マネージド インスタンスの操作

マネージド インスタンスは、マネージド インスタンス グループ(MIG)内の実際の仮想マシン(VM)インスタンスの目的の状態を表すデータ エンティティです。このドキュメントでは、MIG 内のマネージド インスタンスを確実に操作する方法について説明します。たとえば、特定のインスタンスに関する情報の追加、削除、更新、取得が必要になることがあります。

構成の変更が MIG によって元に戻されないように、このドキュメントで説明する方法を使用することが重要になります。グループに指定外の操作を行うと、MIG が変更を検出し、グループの修復を試みることがあります。たとえば、グループ内のインスタンスを削除した場合、MIG はマネージド インスタンスの指定に従ってそのインスタンスを自動的に再作成することがあります。

始める前に

マネージド インスタンスとは

マネージド インスタンスとは、実際の VM インスタンスの現在のステータスと目的の状態が含まれる、MIG 内のデータ エンティティです。

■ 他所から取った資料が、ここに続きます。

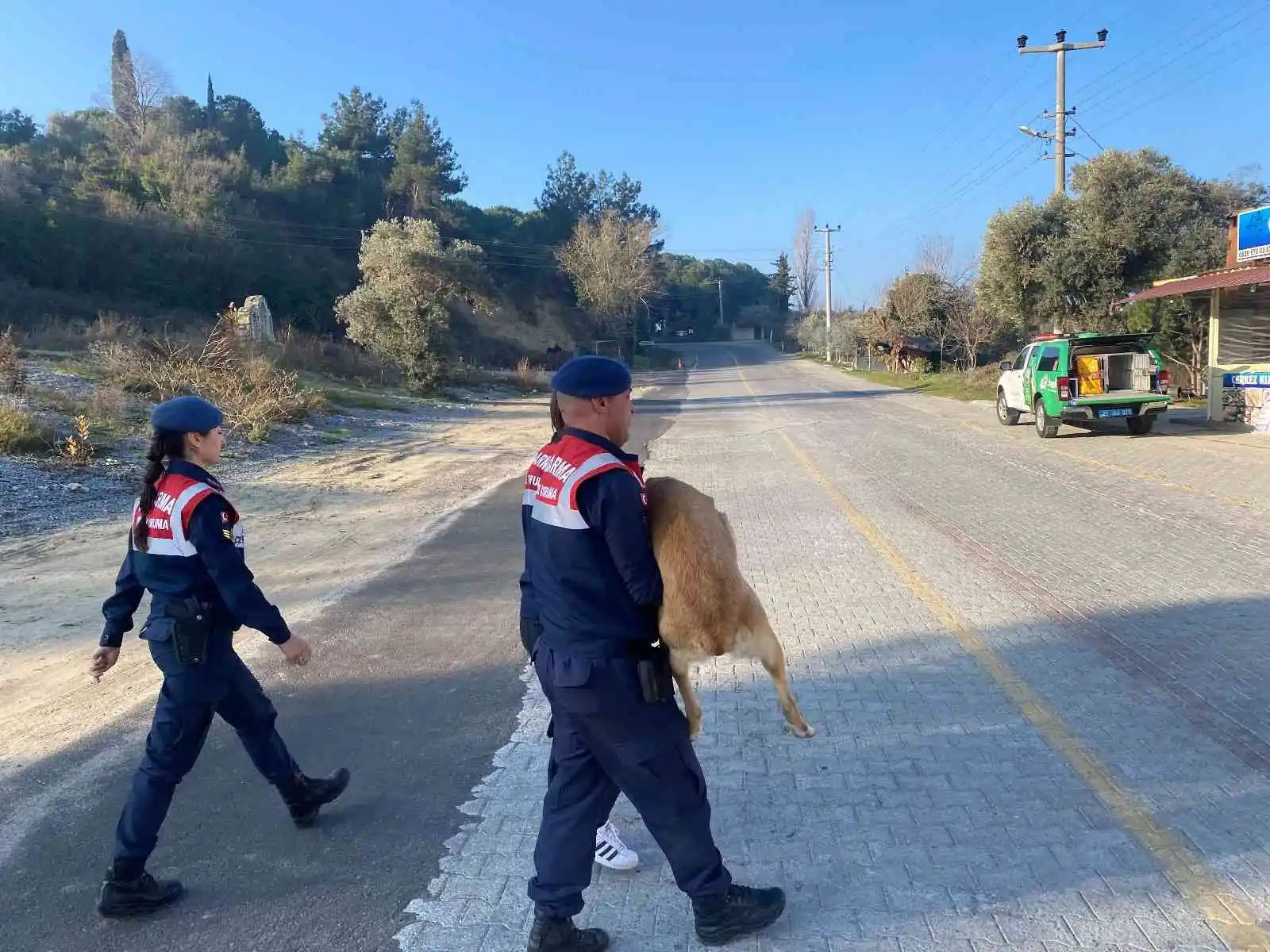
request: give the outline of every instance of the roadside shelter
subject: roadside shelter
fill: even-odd
[[[1115,307],[1165,297],[1209,303],[1208,419],[1270,433],[1270,207],[1231,217],[1224,267],[1157,281]]]

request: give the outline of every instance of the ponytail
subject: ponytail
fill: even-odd
[[[155,500],[159,498],[159,480],[164,473],[164,457],[169,459],[180,459],[184,453],[184,433],[156,429],[154,435],[150,438],[150,448],[146,451],[146,475],[142,477],[141,501],[137,505],[137,512],[141,518],[137,519],[137,523],[132,527],[132,542],[142,552],[146,551],[149,545],[150,522],[147,515],[154,508]]]
[[[560,413],[560,400],[551,395],[551,442],[555,443],[564,435],[564,414]]]

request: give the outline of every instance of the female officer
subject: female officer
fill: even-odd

マネージド インスタンスの現在のステータスには次のフィールドが含まれます。

  • インスタンスのライフサイクルのステータス(例: RUNNINGSTOPPING)。
  • MIG がインスタンスに対して実行している現在のアクション(例: RESTARTINGVERIFYINGNONE)。
  • インスタンスの健全性(例: HEALTHYUNHEALTHY)。

実際の VM インスタンスに対するマネージド インスタンスの目的の状態には次のものがあります。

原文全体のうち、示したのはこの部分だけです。